Wired-up for service


Electrical maintenance: the beating heart of Television House and Wembley

Eververy body accepts that the light will go on when the switch is flicked. Most people take for granted that the camera and telecine equipment of the company will function. Yet behind the light and the servicing of the equipment is a highly skilled group of busy people. Here adrian newton tells the basic facts of electrical and electronic maintenance without whose services the company could not operate.

From ‘Fusion’, the house magazine of Rediffusion, number 46 of Easter 1967

‘Maintaining all the electrical equipment and installations at Wembley and Television House could be compared with the old story of looking after the Forth Bridge: when you finish, you have to go back to the beginning and start all over again’, says Bernie Finch, electrical supervisor.

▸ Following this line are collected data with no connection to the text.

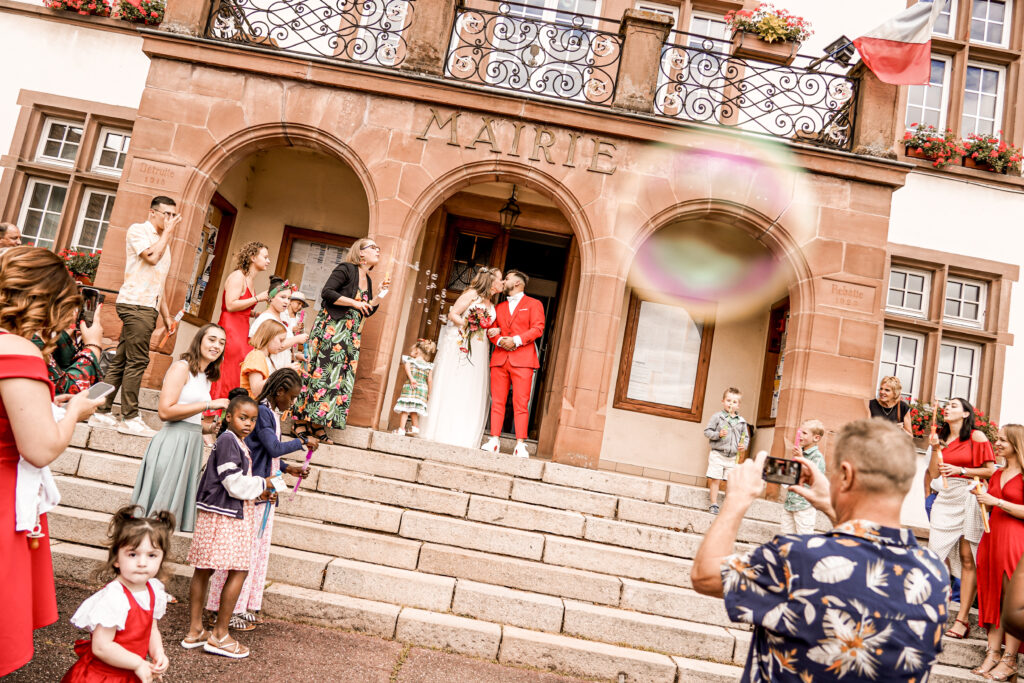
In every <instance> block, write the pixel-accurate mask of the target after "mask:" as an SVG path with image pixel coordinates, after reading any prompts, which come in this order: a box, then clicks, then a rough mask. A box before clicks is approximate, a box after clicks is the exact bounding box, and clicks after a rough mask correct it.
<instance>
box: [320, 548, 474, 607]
mask: <svg viewBox="0 0 1024 683" xmlns="http://www.w3.org/2000/svg"><path fill="white" fill-rule="evenodd" d="M324 590H325V591H329V592H331V593H342V594H344V595H350V596H352V597H356V598H365V599H367V600H380V601H382V602H390V603H393V604H397V605H410V606H413V607H422V608H423V609H431V610H433V611H447V609H449V607H451V606H452V594H453V593H454V592H455V580H454V579H451V578H449V577H435V575H432V574H429V573H421V572H419V571H408V570H406V569H396V568H394V567H383V566H379V565H377V564H369V563H367V562H355V561H353V560H346V559H341V558H338V559H335V560H332V561H331V563H330V564H328V567H327V578H326V579H325V580H324Z"/></svg>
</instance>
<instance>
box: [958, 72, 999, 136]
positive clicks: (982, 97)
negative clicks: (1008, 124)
mask: <svg viewBox="0 0 1024 683" xmlns="http://www.w3.org/2000/svg"><path fill="white" fill-rule="evenodd" d="M1006 76H1007V72H1006V70H1005V69H1004V68H1002V67H995V66H993V65H983V63H978V62H973V61H972V62H968V66H967V81H966V82H965V84H964V117H963V119H962V120H961V129H962V130H961V135H963V136H964V137H967V136H968V135H969V134H970V133H978V134H979V135H994V134H995V133H996V131H998V130H999V129H1001V128H1002V125H1001V123H1000V121H1001V120H1002V94H1004V92H1006Z"/></svg>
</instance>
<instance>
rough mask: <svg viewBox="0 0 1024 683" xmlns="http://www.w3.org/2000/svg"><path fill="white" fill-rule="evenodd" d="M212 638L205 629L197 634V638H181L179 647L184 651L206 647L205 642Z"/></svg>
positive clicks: (208, 633)
mask: <svg viewBox="0 0 1024 683" xmlns="http://www.w3.org/2000/svg"><path fill="white" fill-rule="evenodd" d="M212 637H213V634H212V633H210V632H209V631H207V630H206V629H203V630H202V631H200V632H199V635H198V636H188V635H186V636H185V637H184V638H182V639H181V647H183V648H185V649H186V650H194V649H196V648H197V647H203V646H204V645H206V641H208V640H210V638H212Z"/></svg>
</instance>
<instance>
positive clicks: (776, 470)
mask: <svg viewBox="0 0 1024 683" xmlns="http://www.w3.org/2000/svg"><path fill="white" fill-rule="evenodd" d="M800 468H801V465H800V463H798V462H797V461H796V460H786V459H785V458H771V457H769V458H768V460H766V461H765V468H764V470H762V472H761V478H762V479H764V480H765V481H770V482H771V483H784V484H788V485H791V486H792V485H793V484H795V483H797V482H799V481H800Z"/></svg>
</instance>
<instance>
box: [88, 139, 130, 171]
mask: <svg viewBox="0 0 1024 683" xmlns="http://www.w3.org/2000/svg"><path fill="white" fill-rule="evenodd" d="M130 143H131V133H130V132H129V131H127V130H118V129H116V128H100V129H99V140H98V141H97V142H96V156H95V158H94V159H93V160H92V168H93V170H95V171H100V172H102V173H116V174H119V175H120V173H121V171H122V170H124V167H125V159H127V157H128V145H129V144H130Z"/></svg>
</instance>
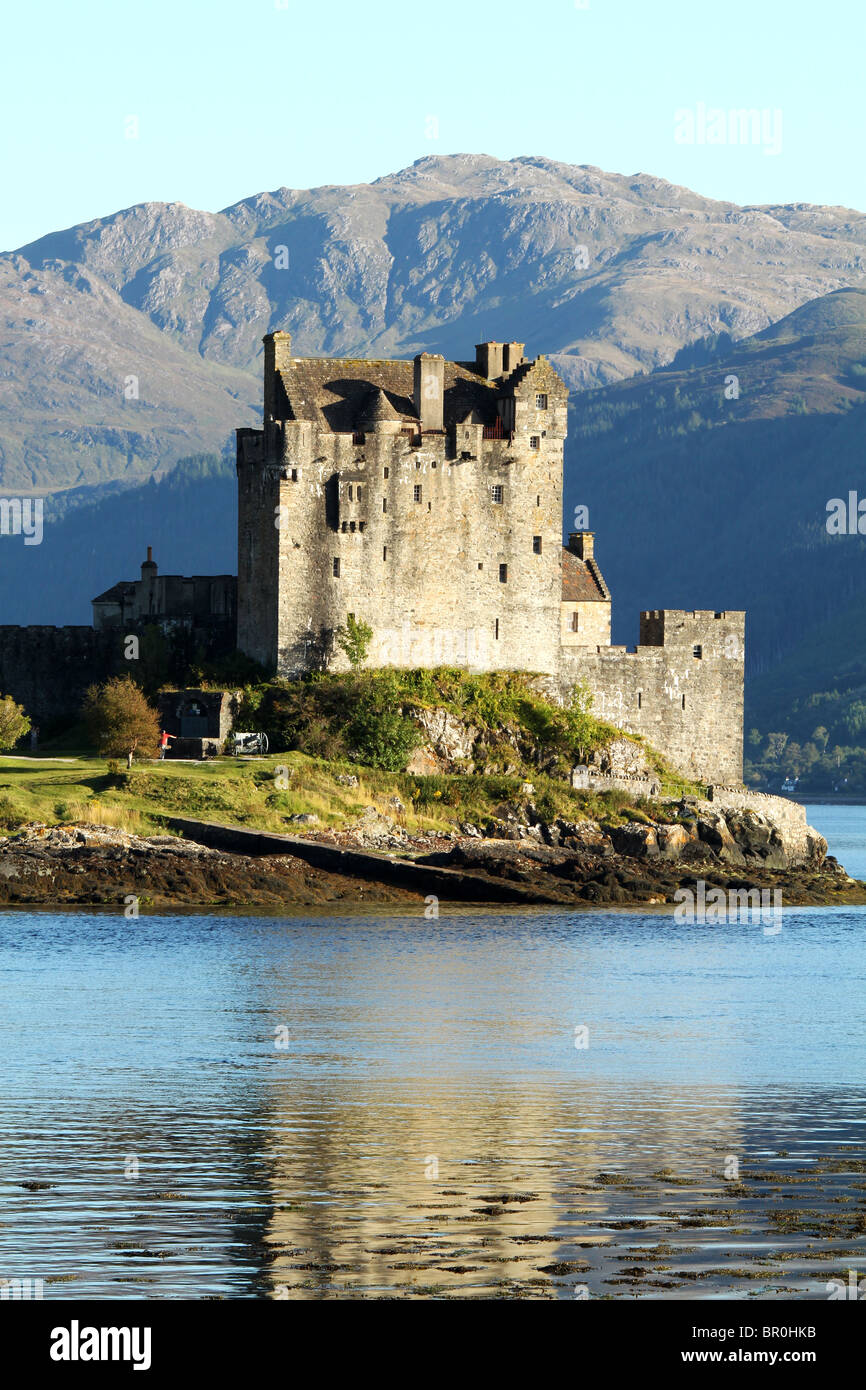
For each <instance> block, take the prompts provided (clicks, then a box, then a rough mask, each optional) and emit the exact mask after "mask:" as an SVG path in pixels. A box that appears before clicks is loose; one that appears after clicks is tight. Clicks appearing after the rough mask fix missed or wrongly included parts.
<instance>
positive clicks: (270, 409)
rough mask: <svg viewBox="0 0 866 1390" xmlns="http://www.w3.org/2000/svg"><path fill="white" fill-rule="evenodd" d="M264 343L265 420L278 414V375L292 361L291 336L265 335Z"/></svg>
mask: <svg viewBox="0 0 866 1390" xmlns="http://www.w3.org/2000/svg"><path fill="white" fill-rule="evenodd" d="M261 341H263V343H264V418H265V420H268V418H272V417H274V414H275V413H277V410H275V407H277V373H278V371H279V370H281V368H282V367H288V364H289V361H291V360H292V335H291V334H282V332H275V334H265V335H264V338H263V339H261Z"/></svg>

There are 62 electricians, 16 covering maintenance at Wembley and Television House. The other 46 cover all studio production lighting.

To many people the world of electronics, or just plain electricity means no more than being satisfied when the light comes on at the flick of a switch, or the television warms up and presents its picture without problem. Bernie Finch’s world, however, covers far more than just looking after light switches. ‘In the section, we’re responsible for ventilation, air conditioning, supplying power to outside broadcast units, and for all lighting, both for offices and studios. Really, we’re supplying a service to everyone.’

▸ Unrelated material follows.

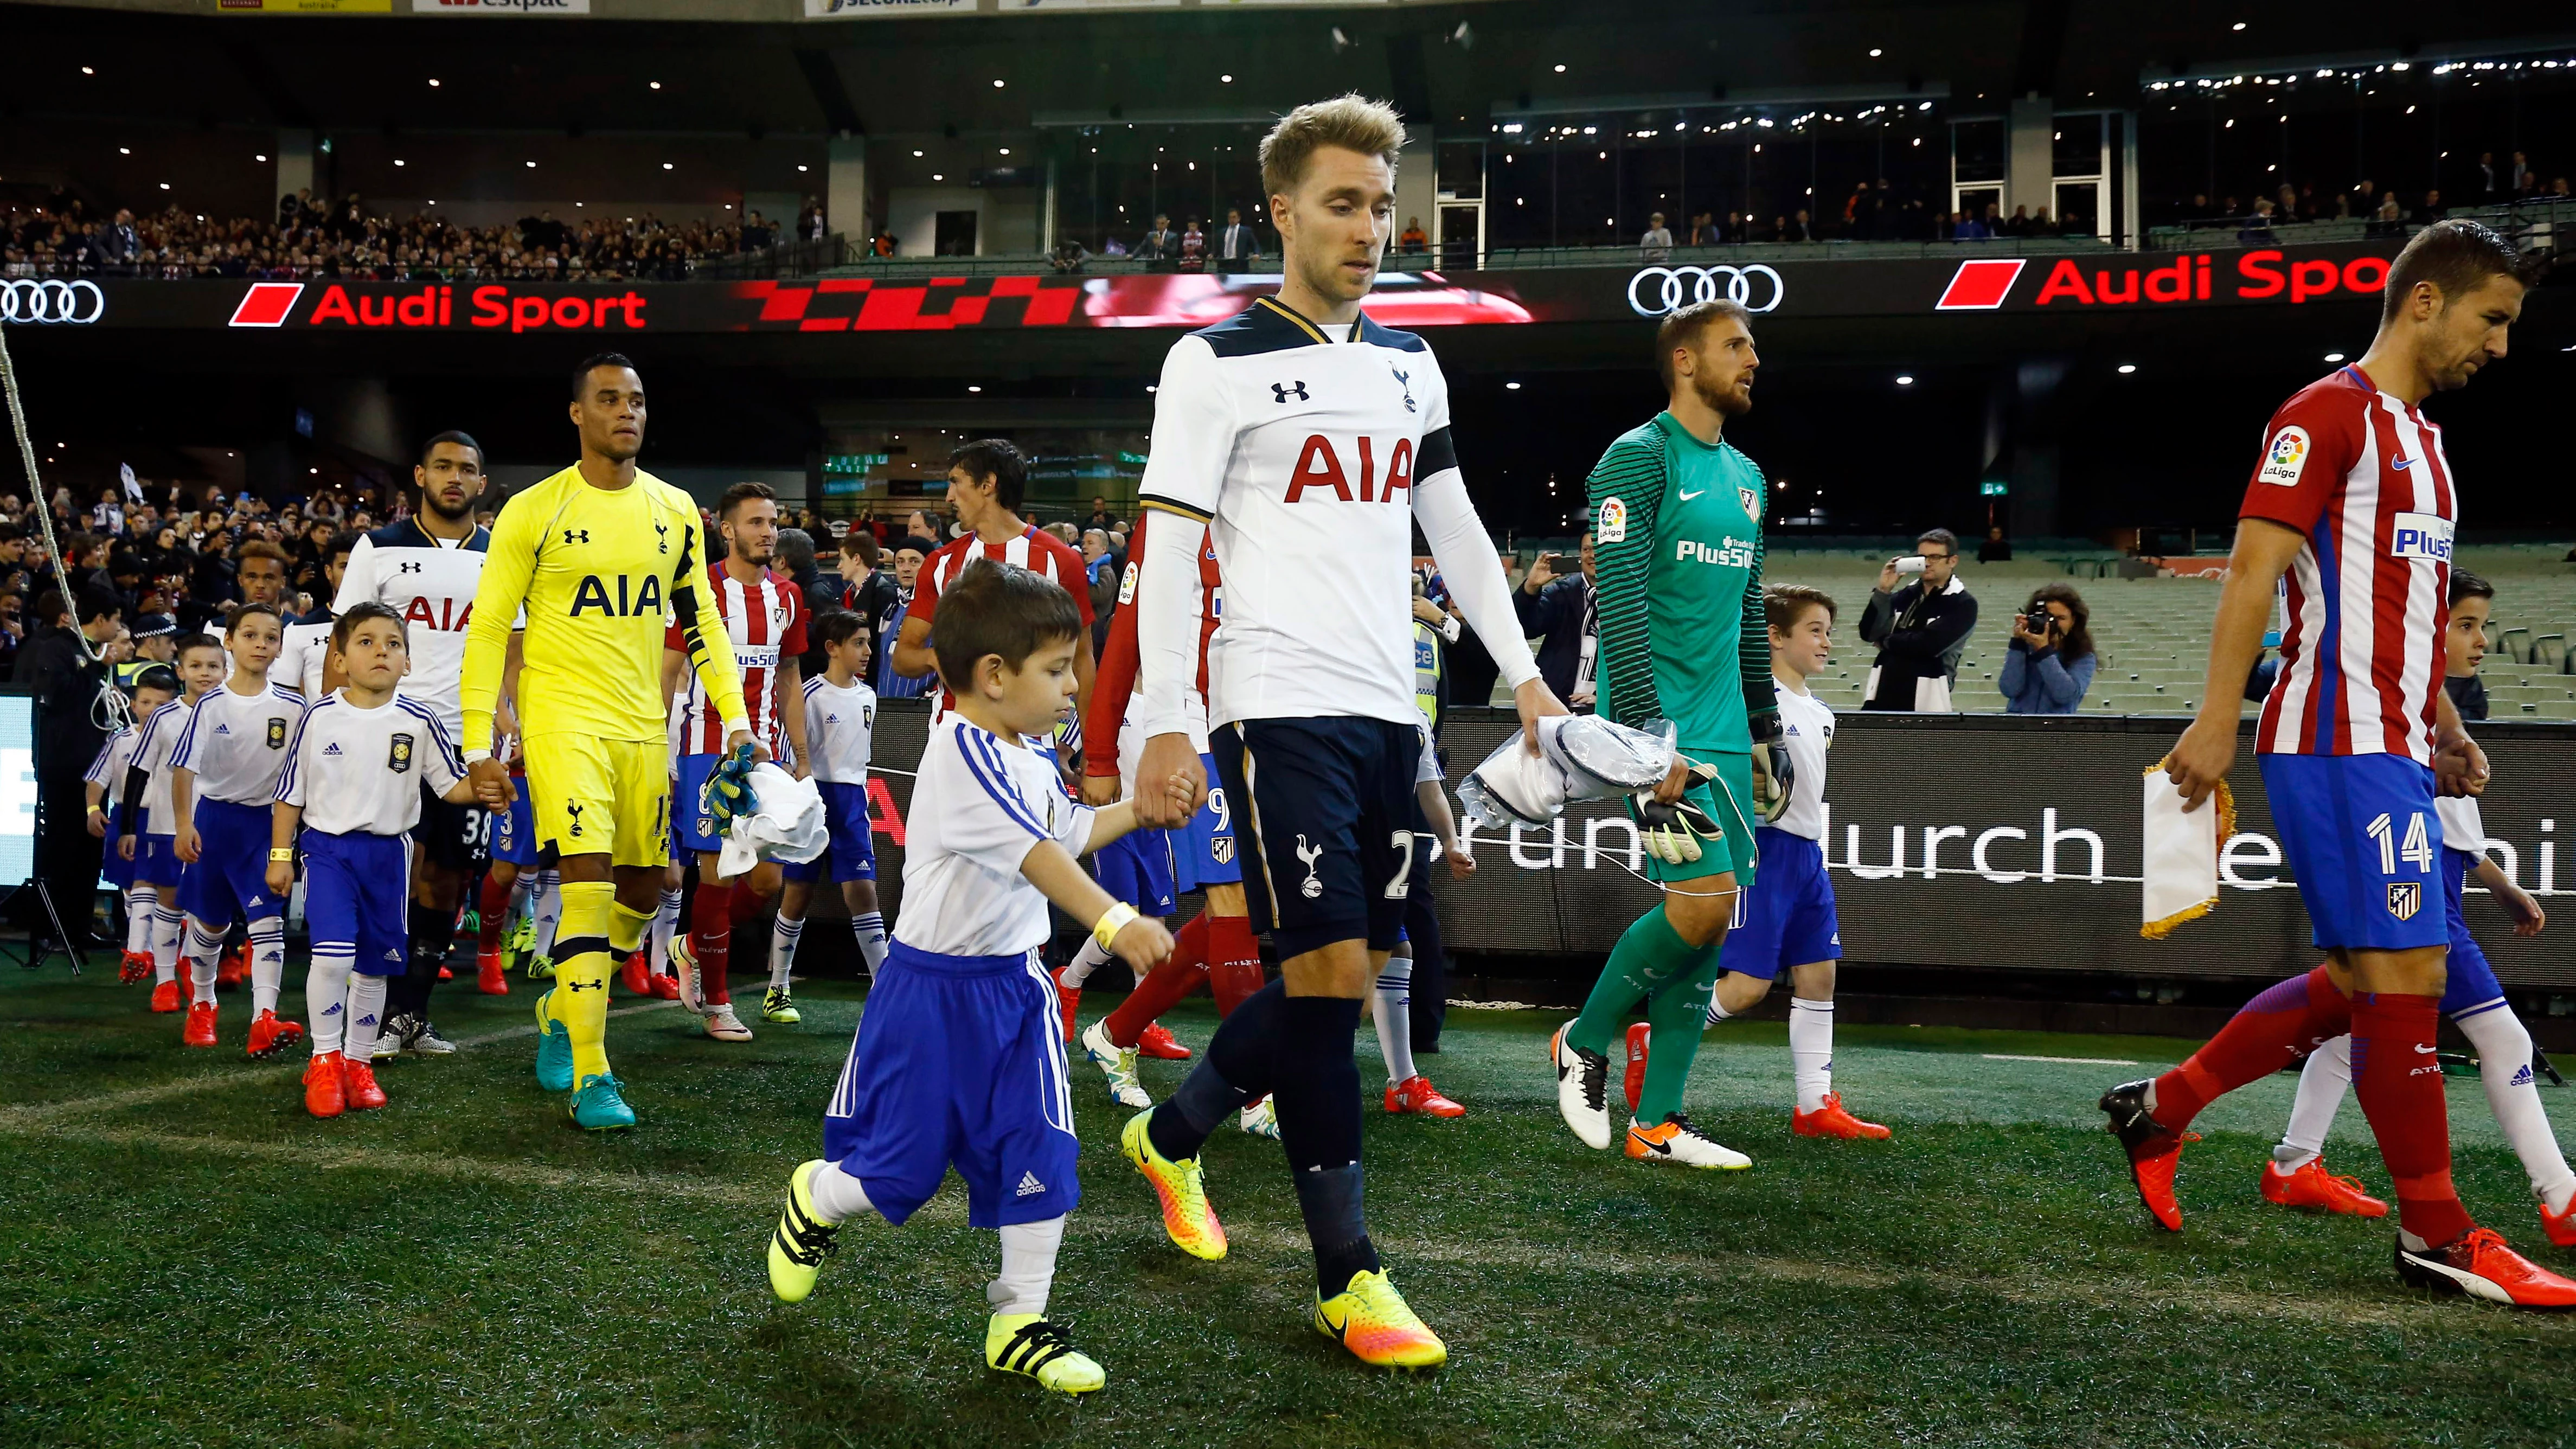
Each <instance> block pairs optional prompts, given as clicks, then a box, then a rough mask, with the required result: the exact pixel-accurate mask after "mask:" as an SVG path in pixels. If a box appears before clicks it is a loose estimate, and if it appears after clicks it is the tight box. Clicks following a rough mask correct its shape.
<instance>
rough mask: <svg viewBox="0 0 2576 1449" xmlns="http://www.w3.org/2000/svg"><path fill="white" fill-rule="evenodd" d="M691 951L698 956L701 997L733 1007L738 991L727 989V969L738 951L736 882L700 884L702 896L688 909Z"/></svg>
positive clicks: (689, 939)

The power which Bernie and his team watch over, totals 2,800 kilowatts – enough to meet the needs of a small town. The intake of studio 5 alone accounts for 1,500 kW, which would supply a medium-sized village with light and heat.



‘When a company such as Rediffusion depends so much on electrical power, you have to be prepared for any emergency. For instance, when a recent power cut blacked out Television House and a large slice of the city, it was only the fact that there is an emergency alternator installed in the basement of Television House that saved the day. Within 40 seconds of the power cut the alternator was switched on, programmes could continue and essential lighting was restored. The alternator itself runs on diesel fuel, and can supply power for two days. Fully loaded, it could run for weeks.’

A little known aspect of the electrical section’s work is the supplying of special effects – especially explosions. Bernie himself has been responsible for many of the explosions that have wrecked cars in some of Rediffusion’s series.

It could be said that where the work of Bernie Finch’s section finishes, Jim Crossley’s begins. Jim Crossley is supervisory engineer (maintenance), and his men service the company’s technical equipment.

Says Jim Crossley: We look after the internal workings of cameras, sound, telecine, and film department equipment, monitors and master controls. We also maintain the outside broadcast equipment.

‘Outside broadcasts are perhaps one of the most interesting aspects of electronic maintenance. During the last general election, we converted a railway carriage on the train bringing Mr. Wilson back from Liverpool into a control room and video taped an interview which was shown during the election programme before the train had arrived in London.

‘The outside broadcast coverage of the World Cup series brought special problems as for Eurovision, all programmes have to go out on the 625 line system. Our equipment is, of course, 405 line, and we had to do a conversion job. I think that it’s to the credit of our people that the coverage went so well.’

Many programme gimmicks are designed and made by electronic maintenance. Requests vary from a simple clapometer (applause level indicator) for ‘Double Your Money’ or cues and communications for creepie-peepie cameras to the very complex. These have included designing and making a whole range of special sound equipment in a month for ‘Ready, Steady, Go!’ and rigging Studio 9 for a general election programme with all the hundreds of extra facilities required.

The main job, however, is to maintain the technical equipment. The company has probably lost less air time and had fewer faults on transmission than anybody else and that is the highest tribute to the work of the maintenance sections.